This repository contains the public research artifacts for DataPup, an open-source AI-assisted analytical database client.
The current submission artifact is in:
dashsys2026/DataPup: Schema-Aware and Execution-Aware Text-to-SQL for Human-in-the-Loop Analytical Database Clients
Sahith Vibudhi and Krishna Chaitanya Balusu
DataPup project repository: https://github.com/DataPupOrg/DataPup
| Path | Contents |
|---|---|
dashsys2026/paper.pdf |
Compiled DASHSys 2026 submission PDF. |
dashsys2026/paper.tex |
LaTeX source for the submission. |
dashsys2026/evaluation/benchmark/ |
Query sets, schemas, and few-shot examples. |
dashsys2026/evaluation/framework/ |
Prompt construction, SQL execution, metrics, and result comparison code. |
dashsys2026/evaluation/steps/ |
Fire-and-forget scripts used for the CLI and DuckDB experiments. |
dashsys2026/evaluation/results/headline_contrasts.* |
Planned paired contrasts reported in the paper. |
dashsys2026/evaluation/results/fewshot_leakage_audit.json |
Few-shot leakage audit. |
dashsys2026/evaluation/results/cli_runs_full_generation/ |
Raw CLI generation outputs for Claude, Codex, and Gemini. |
dashsys2026/evaluation/results/cli_runs_full_generation_validation/ |
Execution-scored CLI outputs before repair. |
dashsys2026/evaluation/results/cli_runs_repair_existing/ |
Scored outputs after one execution-repair attempt. |
dashsys2026/evaluation/results/duckdb_cli_validation/ |
Focused DuckDB second-engine validation. |
dashsys2026/evaluation/results/strong_accept_evidence.* |
Consolidated evidence used by the DASHSys revision. |
The root-level benchmark/, framework/, results/, and scripts/ directories are retained for the earlier VLDB 2026 artifact and cross-provider scaffolding.

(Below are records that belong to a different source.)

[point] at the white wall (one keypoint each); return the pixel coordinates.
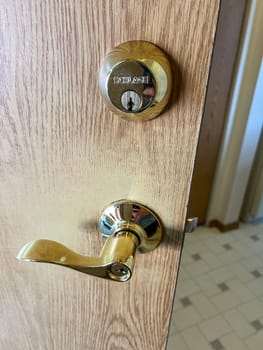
(243, 126)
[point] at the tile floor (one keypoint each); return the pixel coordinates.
(219, 296)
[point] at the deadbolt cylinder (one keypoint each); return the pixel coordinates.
(136, 80)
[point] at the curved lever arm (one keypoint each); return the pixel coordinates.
(115, 262)
(127, 225)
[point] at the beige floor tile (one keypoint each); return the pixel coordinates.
(176, 342)
(225, 301)
(214, 314)
(252, 263)
(240, 272)
(256, 286)
(239, 323)
(221, 274)
(186, 317)
(252, 310)
(255, 342)
(195, 339)
(197, 268)
(207, 285)
(215, 327)
(187, 287)
(232, 342)
(241, 290)
(212, 260)
(203, 305)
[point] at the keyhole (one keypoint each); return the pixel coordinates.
(130, 104)
(131, 101)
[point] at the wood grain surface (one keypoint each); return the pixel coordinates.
(65, 156)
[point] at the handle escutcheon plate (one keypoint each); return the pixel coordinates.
(126, 225)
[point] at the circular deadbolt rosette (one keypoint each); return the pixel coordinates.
(136, 80)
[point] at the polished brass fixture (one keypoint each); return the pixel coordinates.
(127, 225)
(136, 80)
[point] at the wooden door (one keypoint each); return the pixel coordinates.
(64, 156)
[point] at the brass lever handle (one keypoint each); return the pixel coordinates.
(126, 225)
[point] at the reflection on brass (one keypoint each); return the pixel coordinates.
(126, 225)
(136, 80)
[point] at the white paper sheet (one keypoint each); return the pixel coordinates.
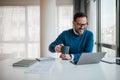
(45, 66)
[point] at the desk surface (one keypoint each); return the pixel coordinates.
(63, 70)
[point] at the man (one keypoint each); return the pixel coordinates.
(79, 39)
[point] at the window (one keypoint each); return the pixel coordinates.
(65, 17)
(108, 26)
(20, 31)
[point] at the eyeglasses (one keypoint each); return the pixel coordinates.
(78, 24)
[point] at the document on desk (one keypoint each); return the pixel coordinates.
(45, 66)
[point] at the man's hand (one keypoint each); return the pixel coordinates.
(65, 56)
(58, 48)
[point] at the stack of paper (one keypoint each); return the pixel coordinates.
(45, 66)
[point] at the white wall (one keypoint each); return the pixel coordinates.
(19, 2)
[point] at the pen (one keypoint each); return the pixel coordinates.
(37, 59)
(108, 62)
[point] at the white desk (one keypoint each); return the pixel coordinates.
(63, 70)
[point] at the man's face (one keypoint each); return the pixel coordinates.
(80, 25)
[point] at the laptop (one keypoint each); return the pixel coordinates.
(24, 63)
(90, 58)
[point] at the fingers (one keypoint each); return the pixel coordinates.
(65, 57)
(58, 48)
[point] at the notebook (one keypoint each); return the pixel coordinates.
(90, 58)
(24, 63)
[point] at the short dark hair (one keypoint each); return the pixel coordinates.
(80, 14)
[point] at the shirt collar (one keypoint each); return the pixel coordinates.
(75, 31)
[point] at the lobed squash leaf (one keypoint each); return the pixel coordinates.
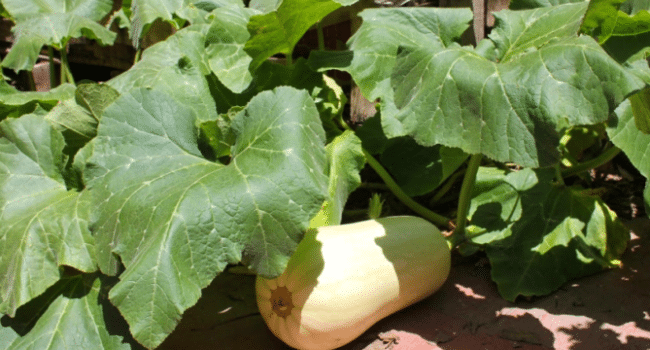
(538, 234)
(175, 219)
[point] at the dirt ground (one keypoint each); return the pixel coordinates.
(610, 310)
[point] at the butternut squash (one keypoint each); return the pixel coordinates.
(343, 279)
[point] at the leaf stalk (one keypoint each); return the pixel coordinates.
(601, 159)
(436, 218)
(465, 197)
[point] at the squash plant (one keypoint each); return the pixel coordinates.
(124, 199)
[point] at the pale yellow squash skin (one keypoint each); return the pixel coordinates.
(343, 279)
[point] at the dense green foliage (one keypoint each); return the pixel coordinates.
(135, 193)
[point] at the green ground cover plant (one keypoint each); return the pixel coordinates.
(124, 199)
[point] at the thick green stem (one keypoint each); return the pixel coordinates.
(66, 74)
(30, 80)
(321, 36)
(437, 219)
(445, 188)
(466, 195)
(602, 158)
(289, 58)
(50, 56)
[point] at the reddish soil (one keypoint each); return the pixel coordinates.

The DASHSys paper should be evaluated against dashsys2026/.
| Result | Evidence |
|---|---|
| Current DataPup full-schema JSON zero-shot: 17.3% RC. | dashsys2026/evaluation/results/strong_accept_evidence.md |
| Revised prompt: 66.0% RC on the 150-query custom analytics benchmark. | dashsys2026/evaluation/results/headline_contrasts.md |
| Current-to-revised paired comparison: McNemar exact p=2.7e-19. | dashsys2026/evaluation/results/strong_accept_evidence.json |
| Best configuration remains strongest across Claude, Codex, and Gemini CLI runs after one repair attempt. | dashsys2026/evaluation/results/cli_runs_repair_existing/summary.json |
| Focused DuckDB validation: revised prompt reaches 60.8% RC with 100.0% execution success on 130 portable queries. | dashsys2026/evaluation/results/duckdb_cli_validation/ |
cd dashsys2026
python3 -m venv evaluation/.venv_cli
evaluation/.venv_cli/bin/python -m pip install -r requirements.txt
evaluation/.venv_cli/bin/python evaluation/setup_duckdb.py --scale 0.1 --overwrite
bash evaluation/steps/08_duckdb_claude_validation_parallel.sh
bash evaluation/steps/09_strong_accept_evidence.shThe ClickHouse plus multi-CLI experiment can be rerun from dashsys2026/ after installing/authenticating the Claude, Codex, and Gemini CLIs and providing a local ClickHouse binary:
export DATAPUP_CLICKHOUSE_BIN=/path/to/clickhouse
bash evaluation/steps/00_preflight.sh
bash evaluation/steps/01_prepare_clickhouse.sh
nohup bash evaluation/steps/04_full_generation_parallel.sh \
> evaluation/results/cli_runs_full_generation.nohup.log 2>&1 &Then score and repair:
bash evaluation/steps/05_full_execute_parallel.sh
bash evaluation/steps/07_repair_existing_failed_sql.sh
bash evaluation/steps/09_strong_accept_evidence.sh- The CLI experiments intentionally use each provider CLI in noninteractive permissive mode, as encoded in
dashsys2026/evaluation/steps/04_full_generation_parallel.sh. - No API keys are stored in this repository.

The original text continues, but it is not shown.